Zone of Control rule of thumb: You can always move into the ZoC of your own forts. You can't move into enemy ZoC on one side and out the other without sieging down a fort, unless the first rule applies.
ZoC movement rules, the parts in italics are just comments to hopefully make it easier to remember:
1. Armies can always move from a non-fort province to an adjacent fort.
This is necessary, otherwise it would usually not be possible to reach most forts.
2. Armies can move to any province (whether in ZoC or not) that's on a distance of at most 2 from the return province going through only accessible, non-ZoC provinces.
This is what I think of as the "Zone of maneuvrability".
3. Armies can always move to and from a province within Friendly ZoC, which is the ZoC projected by forts that they both own and control. This is shown by green stripes on the ZoC mapmode - note that provinces in both Friendly and hostile ZoC show up as red even though they function as both.
Think of it as friendly forts in your land supporting your army movements.
4. Armies can always move to and from ships.
Think of it as "Dunkirking".
You can see from the fort mapmode where the ZoC (friendly and hostile, for any country) is, the only thing I'll point out here is the following:
1. ZoC never extends into provinces hostile to the country in which the fort is located, no matter who occupies it.
2. If you occupy a fort, your armies move as if it didn't exist. It still projects hostile ZoC against your enemies though, but no Friendly ZoC for you so you may not necessarily be able to move to that province even if you previously could due to rule #1.
Debunking a couple of widespread myths:
It is false that you can, as I said above, only move onto a fort or back to the province you came from.
It is false that you can always move to a non-ZoC province.
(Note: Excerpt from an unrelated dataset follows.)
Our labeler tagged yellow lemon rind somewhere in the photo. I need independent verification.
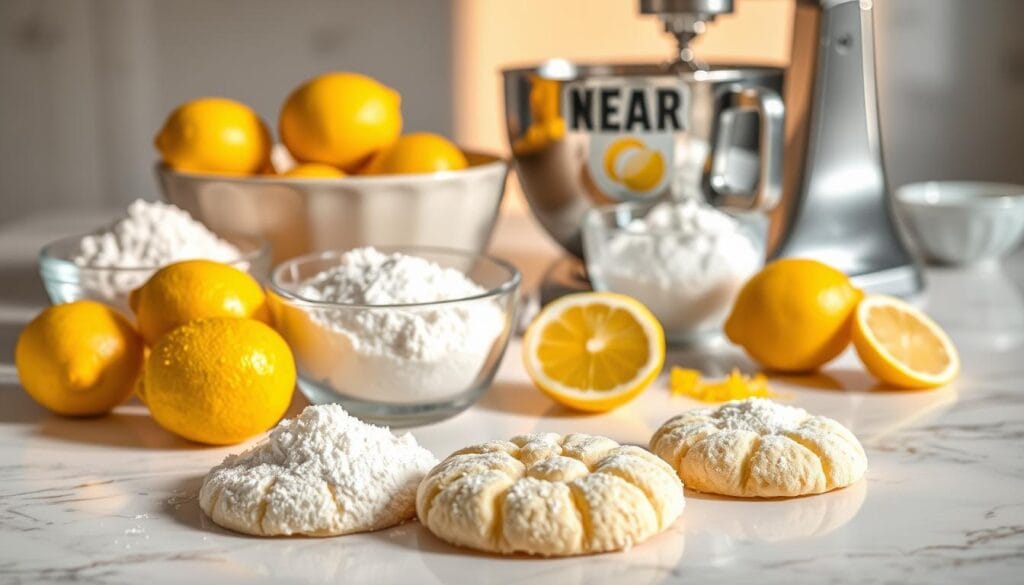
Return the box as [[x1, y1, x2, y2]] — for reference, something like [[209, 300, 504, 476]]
[[852, 295, 961, 389], [522, 292, 665, 412]]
It has to be within a distance of 2 from the return province.
It is false that you can always move into your own territory.
It is false that the rules prevents walking through a fort province. What matters is the ZoC, not where exactly the forts themselves are.
Here are two pictures from an England vs Burgundy war (return province Coast of Holland, where the 34 ships are) that you should be able to understand from the above. See it as an exercise:
And with the fort in Caen active:
I'm aware that there are weird situations that can appear when the ZoC changes, but that's a topic for another post.